I wrote on Jan 7: "I like that Obama is black, and better, multicultural and cosmopolitan, relatively young, which is to say, he's post-Baby Boom, Civil Rights campaign and Vietnam War, and a pragmatic progressive idealist. Obama is inexperienced, but he has the right stuff to rise quickly and well to the challenge. It doesn't hurt at all that he's a fellow Columbian. I also believe, despite the boilerplate (and infuriating) anti-war rhetoric - required of all Democrats - he espouses, that Obama would not do anything rash and irresponsible about Iraq, such as precipitous withdrawal. Obama's mantra is the Kennedy-esque, "Let's go change the world". Does that sound like someone who would so seriously undermine America's power to effect change and abdicate our nation's leadership and moral responsibilities by surrendering in Iraq? Like me, Obama has a desire to use American primacy and power to make a progressive difference in the world, which cannot work by subordinating American will to other nations. In that way, he's not unlike the post-9/11 liberal-convert George Bush. We are in the midst of a generational challenge, a multi-faceted global revolution and competition, and I believe Obama has a clearer perspective without the deficiencies and historical baggage of the Baby Boomer generation. He's not trapped in the Cold War. Once Obama is actually in position to decide Operation Iraqi Freedom, he's not going to pull us out of Iraq, or the Long War, in a manner that would cause harm to his greater idealistic mandate. He wants to change the world for the better as President, and retreat and surrender in Iraq by his orders would collapse his goals from the outset.

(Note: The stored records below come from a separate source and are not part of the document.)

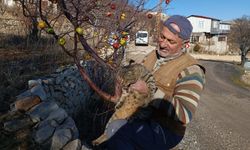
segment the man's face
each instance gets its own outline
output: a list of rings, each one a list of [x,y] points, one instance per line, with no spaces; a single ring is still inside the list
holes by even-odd
[[[177,25],[171,24],[176,31],[180,31]],[[181,52],[183,40],[177,35],[172,33],[167,27],[163,27],[159,39],[158,54],[161,57],[173,56]]]

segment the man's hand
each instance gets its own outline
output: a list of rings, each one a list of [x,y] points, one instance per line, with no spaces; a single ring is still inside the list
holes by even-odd
[[[148,94],[149,88],[145,81],[138,80],[130,86],[131,89],[138,91],[141,94]]]

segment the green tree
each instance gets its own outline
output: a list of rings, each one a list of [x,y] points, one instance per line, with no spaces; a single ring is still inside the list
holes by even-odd
[[[114,95],[102,91],[91,80],[80,61],[92,59],[116,72],[124,58],[126,40],[138,19],[149,19],[146,0],[18,0],[25,16],[37,29],[53,36],[74,60],[80,74],[102,98],[115,101],[120,94],[115,79]],[[155,9],[154,7],[153,9]],[[142,25],[144,26],[144,25]],[[94,66],[93,66],[94,67]]]

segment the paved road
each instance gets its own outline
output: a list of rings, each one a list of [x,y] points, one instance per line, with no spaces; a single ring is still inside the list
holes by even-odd
[[[202,150],[250,150],[250,90],[231,81],[238,73],[234,65],[201,63],[207,69],[206,86],[188,128],[188,142],[181,146]]]
[[[139,62],[153,49],[131,46],[128,57]],[[207,69],[206,86],[184,140],[174,149],[250,150],[250,89],[233,84],[239,73],[233,64],[200,62]]]

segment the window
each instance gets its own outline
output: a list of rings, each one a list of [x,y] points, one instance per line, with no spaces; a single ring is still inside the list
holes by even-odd
[[[190,42],[191,43],[197,43],[197,42],[199,42],[199,36],[191,36]]]
[[[203,29],[204,28],[204,21],[199,21],[198,27]]]
[[[226,41],[226,37],[225,37],[225,36],[220,36],[220,37],[218,38],[218,41]]]

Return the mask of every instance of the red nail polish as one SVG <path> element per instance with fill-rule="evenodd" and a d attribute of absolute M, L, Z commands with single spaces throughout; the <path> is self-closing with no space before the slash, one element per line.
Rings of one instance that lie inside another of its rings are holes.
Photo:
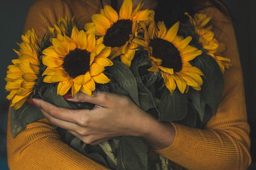
<path fill-rule="evenodd" d="M 34 101 L 33 101 L 32 99 L 30 100 L 30 99 L 28 99 L 27 100 L 27 101 L 30 104 L 31 104 L 32 105 L 35 105 L 35 102 L 34 102 Z"/>
<path fill-rule="evenodd" d="M 71 91 L 69 91 L 63 95 L 63 97 L 66 99 L 71 99 L 72 97 L 72 93 Z"/>

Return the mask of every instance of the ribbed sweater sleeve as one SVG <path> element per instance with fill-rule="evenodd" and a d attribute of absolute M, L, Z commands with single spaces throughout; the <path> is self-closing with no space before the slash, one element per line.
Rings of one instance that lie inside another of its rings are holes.
<path fill-rule="evenodd" d="M 109 169 L 64 144 L 46 118 L 29 124 L 13 138 L 10 111 L 7 139 L 10 169 Z"/>
<path fill-rule="evenodd" d="M 230 59 L 233 65 L 225 70 L 222 99 L 216 116 L 211 117 L 204 129 L 173 123 L 176 130 L 174 142 L 156 151 L 190 170 L 246 169 L 251 161 L 250 129 L 232 24 L 230 17 L 216 8 L 201 12 L 212 16 L 213 32 L 226 46 L 222 56 Z"/>

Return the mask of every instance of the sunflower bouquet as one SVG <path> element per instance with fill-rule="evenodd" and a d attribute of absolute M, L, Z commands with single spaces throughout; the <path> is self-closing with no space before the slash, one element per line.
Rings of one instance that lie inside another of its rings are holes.
<path fill-rule="evenodd" d="M 190 24 L 178 22 L 167 29 L 163 22 L 156 24 L 154 11 L 142 10 L 143 5 L 133 10 L 132 1 L 125 0 L 119 14 L 105 6 L 84 29 L 67 15 L 42 39 L 32 29 L 22 36 L 20 49 L 14 50 L 18 59 L 5 78 L 13 137 L 43 117 L 26 102 L 32 97 L 71 109 L 93 107 L 65 99 L 69 91 L 73 96 L 80 91 L 93 96 L 98 90 L 126 95 L 159 121 L 193 127 L 202 127 L 216 113 L 223 73 L 231 65 L 220 56 L 224 45 L 214 38 L 211 26 L 205 26 L 211 17 L 186 13 Z M 138 138 L 92 145 L 59 130 L 67 143 L 112 169 L 168 168 L 166 159 Z"/>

No matter the controversial start to Operation Iraqi Freedom, the stakes in Iraq now are world-changing. Once we are clear of the baggage of President Bush - who did what needed to be done, if not always done well - the next President will be able to clarify those stakes. A charismatic and articulate progressive liberal like Obama, as opposed to the frustratingly inarticulate liberal-convert Bush, will have the opportunity to highlight the progressive nature of our Iraq mission for the American and global audiences as well as warn of the long-term harm to the liberal world order that would result from our failure there."

I thought that at the start of the year. The vetting of the Democratic nomination process, however, has caused me to doubt that the President I want Obama to be would be the President that Obama actually would be. In other words, caveat emptor.

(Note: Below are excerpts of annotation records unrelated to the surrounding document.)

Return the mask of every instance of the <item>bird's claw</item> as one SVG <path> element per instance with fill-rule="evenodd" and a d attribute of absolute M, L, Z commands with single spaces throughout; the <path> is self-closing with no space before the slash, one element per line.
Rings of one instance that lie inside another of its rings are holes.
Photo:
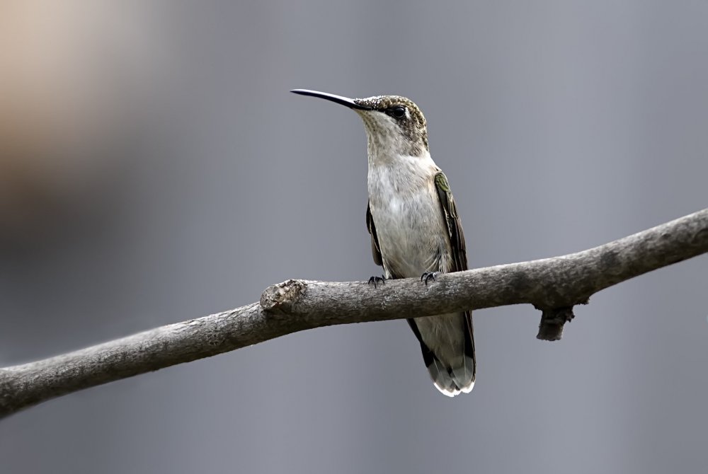
<path fill-rule="evenodd" d="M 421 276 L 421 281 L 424 282 L 426 286 L 428 286 L 428 282 L 433 280 L 433 282 L 438 281 L 438 272 L 426 272 Z"/>
<path fill-rule="evenodd" d="M 384 275 L 381 275 L 380 277 L 372 277 L 369 279 L 369 284 L 371 284 L 372 283 L 374 284 L 374 288 L 376 288 L 377 283 L 380 283 L 381 284 L 386 283 L 386 277 Z"/>

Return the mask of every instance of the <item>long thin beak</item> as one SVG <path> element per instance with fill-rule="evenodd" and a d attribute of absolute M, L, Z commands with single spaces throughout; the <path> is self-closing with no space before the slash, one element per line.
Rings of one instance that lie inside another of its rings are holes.
<path fill-rule="evenodd" d="M 293 92 L 296 94 L 299 94 L 301 96 L 310 96 L 312 97 L 319 97 L 321 99 L 326 99 L 328 100 L 331 100 L 332 102 L 336 102 L 338 104 L 341 104 L 342 105 L 346 105 L 350 109 L 358 109 L 359 110 L 370 110 L 370 107 L 367 107 L 365 105 L 360 105 L 354 101 L 354 99 L 350 99 L 348 97 L 343 97 L 342 96 L 335 96 L 334 94 L 328 94 L 326 92 L 318 92 L 317 91 L 308 91 L 307 89 L 292 89 L 290 92 Z"/>

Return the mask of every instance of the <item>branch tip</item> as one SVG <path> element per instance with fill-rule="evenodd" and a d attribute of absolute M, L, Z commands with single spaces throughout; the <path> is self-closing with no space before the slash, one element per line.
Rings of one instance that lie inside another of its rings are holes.
<path fill-rule="evenodd" d="M 558 341 L 563 336 L 563 326 L 575 318 L 573 306 L 541 310 L 541 323 L 536 338 L 542 341 Z"/>

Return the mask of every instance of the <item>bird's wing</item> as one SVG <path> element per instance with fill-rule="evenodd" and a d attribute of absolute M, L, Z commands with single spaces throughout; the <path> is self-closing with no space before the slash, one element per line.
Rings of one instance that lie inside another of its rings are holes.
<path fill-rule="evenodd" d="M 376 236 L 376 228 L 374 226 L 374 218 L 371 216 L 371 207 L 366 204 L 366 228 L 371 234 L 371 255 L 374 258 L 374 263 L 383 265 L 381 260 L 381 248 L 379 247 L 379 239 Z"/>
<path fill-rule="evenodd" d="M 447 224 L 447 235 L 450 236 L 450 245 L 452 249 L 452 261 L 450 272 L 461 272 L 467 270 L 467 252 L 464 246 L 464 233 L 462 232 L 462 224 L 457 215 L 457 208 L 452 199 L 452 193 L 450 190 L 447 178 L 442 171 L 435 173 L 435 188 L 438 190 L 438 197 L 440 198 L 440 207 L 445 215 L 445 223 Z"/>
<path fill-rule="evenodd" d="M 461 272 L 467 270 L 467 252 L 464 245 L 464 234 L 462 232 L 462 224 L 457 215 L 457 209 L 455 205 L 455 200 L 452 199 L 452 193 L 450 190 L 450 183 L 447 183 L 447 178 L 442 171 L 438 171 L 435 176 L 435 188 L 438 190 L 438 197 L 440 198 L 440 207 L 445 216 L 445 223 L 447 224 L 447 235 L 450 237 L 450 248 L 452 250 L 452 258 L 450 265 L 450 272 Z M 471 369 L 472 377 L 467 380 L 466 386 L 457 387 L 464 392 L 469 392 L 472 389 L 474 383 L 474 378 L 476 372 L 476 359 L 474 357 L 474 328 L 472 327 L 472 312 L 464 311 L 462 315 L 464 317 L 464 374 L 467 374 L 468 370 Z M 418 337 L 420 339 L 420 337 Z M 423 350 L 423 358 L 425 358 L 425 350 Z M 472 367 L 468 369 L 467 364 Z M 434 368 L 434 366 L 433 366 Z M 439 371 L 433 370 L 431 366 L 428 366 L 428 370 L 433 380 L 436 378 L 436 374 Z M 438 388 L 440 386 L 438 386 Z M 440 388 L 445 393 L 445 391 Z M 454 392 L 452 392 L 454 394 Z"/>

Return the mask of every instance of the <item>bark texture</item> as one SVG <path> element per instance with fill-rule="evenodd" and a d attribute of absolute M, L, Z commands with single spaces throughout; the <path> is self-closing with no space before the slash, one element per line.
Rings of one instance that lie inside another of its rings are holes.
<path fill-rule="evenodd" d="M 560 339 L 573 306 L 608 287 L 708 252 L 708 209 L 561 257 L 418 279 L 291 279 L 258 303 L 161 326 L 44 360 L 0 369 L 0 417 L 50 398 L 305 329 L 530 304 L 539 339 Z"/>

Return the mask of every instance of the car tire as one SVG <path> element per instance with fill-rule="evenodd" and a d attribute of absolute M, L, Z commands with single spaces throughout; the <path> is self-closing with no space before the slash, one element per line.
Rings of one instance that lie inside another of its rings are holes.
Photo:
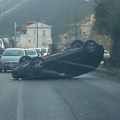
<path fill-rule="evenodd" d="M 88 40 L 84 43 L 84 49 L 87 52 L 94 52 L 96 50 L 96 42 L 94 40 Z"/>
<path fill-rule="evenodd" d="M 29 56 L 22 56 L 22 57 L 19 59 L 19 64 L 24 63 L 24 62 L 27 62 L 27 61 L 30 61 L 30 60 L 31 60 L 31 57 L 29 57 Z"/>
<path fill-rule="evenodd" d="M 34 57 L 30 64 L 34 67 L 34 68 L 42 68 L 44 65 L 44 59 L 42 57 Z"/>
<path fill-rule="evenodd" d="M 75 40 L 71 43 L 71 48 L 83 48 L 83 44 L 82 40 Z"/>

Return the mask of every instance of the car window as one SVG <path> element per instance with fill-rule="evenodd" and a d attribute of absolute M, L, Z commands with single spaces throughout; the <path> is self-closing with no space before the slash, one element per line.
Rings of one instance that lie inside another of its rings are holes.
<path fill-rule="evenodd" d="M 2 41 L 0 40 L 0 45 L 2 44 Z"/>
<path fill-rule="evenodd" d="M 46 49 L 42 48 L 42 53 L 46 53 Z"/>
<path fill-rule="evenodd" d="M 5 50 L 2 56 L 23 56 L 23 50 Z"/>
<path fill-rule="evenodd" d="M 27 55 L 36 55 L 35 50 L 25 50 Z"/>

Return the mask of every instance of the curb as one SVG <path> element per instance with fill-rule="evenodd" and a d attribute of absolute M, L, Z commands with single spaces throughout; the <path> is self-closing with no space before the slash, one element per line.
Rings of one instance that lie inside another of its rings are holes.
<path fill-rule="evenodd" d="M 120 75 L 120 69 L 115 69 L 115 68 L 110 68 L 110 67 L 107 68 L 107 67 L 104 67 L 103 65 L 99 65 L 95 71 L 102 72 L 102 73 L 104 72 L 107 74 Z"/>

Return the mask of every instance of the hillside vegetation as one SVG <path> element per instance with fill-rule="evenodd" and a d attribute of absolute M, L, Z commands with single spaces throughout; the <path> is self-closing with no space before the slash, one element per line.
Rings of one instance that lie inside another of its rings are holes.
<path fill-rule="evenodd" d="M 93 13 L 93 3 L 82 1 L 84 0 L 38 0 L 38 20 L 52 25 L 52 36 L 58 36 L 67 30 L 68 25 Z M 25 25 L 26 21 L 37 19 L 37 0 L 1 0 L 1 3 L 4 5 L 0 6 L 0 14 L 15 9 L 0 18 L 0 36 L 14 36 L 15 22 Z M 19 3 L 22 4 L 18 5 Z"/>

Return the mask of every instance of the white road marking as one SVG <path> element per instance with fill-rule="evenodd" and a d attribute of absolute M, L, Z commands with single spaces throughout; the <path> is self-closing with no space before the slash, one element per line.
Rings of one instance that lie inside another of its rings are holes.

My most important issue for this election is American leadership in the Long War. I still believe Barack Obama would be the best available choice for Commander in Chief - if only Obama believed so himself. Senator McCain holds the more sensible position on the Long War. The general election against McCain will be Obama's best opportunity to convince me that, unlike most modern Democrats, he is true to America's progressive liberal heritage and ready and willing to assume the mantle of Wilson, Roosevelt, Truman and Kennedy to become the liberal American champion of a liberal war.

Regina

I agree. Choosing Caroline Kennedy is a joke. It's a key indicator that the Mass-Kerry-Kennedy wing of the party is sidling up to Obama and vice versa. He's choosing her to provide him cover when he doesn't pick Hillary Clinton. Caroline K. will probably even announce it. Ridiculous. I'm planning on voting in '08 but just skipping the presidential choice.